Publam for Script Kiddies

Threat actors may show increased interest in machine models because they are more vulnerable to people than they thought.

“People have known this was possible for a while, but they didn’t realize how easy it was,” Bonner said. “It’s fairly trivial to put together an attack with a few simple scripts.”

He added, “Now that people have realized how easy it is, this script is in the realm of children.”

Clements agreed that the researchers have shown that it does not require hardcore ML/AI data science expertise to insert malicious commands into training data that can then be triggered by ML models at runtime.

However, he continued, more sophistication is required than run-of-the-mill ransomware attacks that rely primarily on simple credential stuffing or phishing to launch.

“Right now, I think the popularity of the specific attack vector is likely to subside for the foreseeable future,” he said.
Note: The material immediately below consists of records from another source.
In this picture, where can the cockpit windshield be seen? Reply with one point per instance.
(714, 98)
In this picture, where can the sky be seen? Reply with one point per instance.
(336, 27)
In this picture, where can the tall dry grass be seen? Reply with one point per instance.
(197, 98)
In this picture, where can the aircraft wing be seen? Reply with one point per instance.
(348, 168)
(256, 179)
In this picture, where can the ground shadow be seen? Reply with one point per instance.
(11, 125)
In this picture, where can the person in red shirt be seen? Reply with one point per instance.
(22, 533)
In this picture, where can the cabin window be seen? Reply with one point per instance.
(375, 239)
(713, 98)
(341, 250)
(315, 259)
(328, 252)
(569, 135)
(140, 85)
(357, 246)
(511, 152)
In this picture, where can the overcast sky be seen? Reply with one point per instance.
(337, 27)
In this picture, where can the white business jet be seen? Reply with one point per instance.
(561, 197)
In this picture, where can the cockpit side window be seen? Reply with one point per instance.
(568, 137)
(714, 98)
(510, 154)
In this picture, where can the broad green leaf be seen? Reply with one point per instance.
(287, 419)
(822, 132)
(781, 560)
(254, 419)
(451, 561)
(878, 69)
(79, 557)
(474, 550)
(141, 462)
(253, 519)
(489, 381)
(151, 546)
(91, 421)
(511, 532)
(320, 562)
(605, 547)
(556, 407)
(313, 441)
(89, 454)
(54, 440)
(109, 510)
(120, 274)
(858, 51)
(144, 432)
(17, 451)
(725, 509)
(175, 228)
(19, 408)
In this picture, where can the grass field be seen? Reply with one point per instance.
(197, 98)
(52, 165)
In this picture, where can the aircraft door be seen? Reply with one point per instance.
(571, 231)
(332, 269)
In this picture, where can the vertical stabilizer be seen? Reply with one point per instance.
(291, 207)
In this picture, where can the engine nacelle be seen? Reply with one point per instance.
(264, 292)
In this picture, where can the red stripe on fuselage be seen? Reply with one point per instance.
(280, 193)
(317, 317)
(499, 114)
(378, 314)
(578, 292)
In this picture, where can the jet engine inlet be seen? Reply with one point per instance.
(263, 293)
“Exploiting this requires an attacker compromising the upstream ML model project used by downstream developers to download pre-trained ML models to the victim, with embedded malicious commands from an unauthenticated source.” exploits,” he explained.

“In each of these scenarios,” he continued, “it appears that there would be much easier and more straightforward ways to compromise the target than simply inserting entangled exploits into the training data.”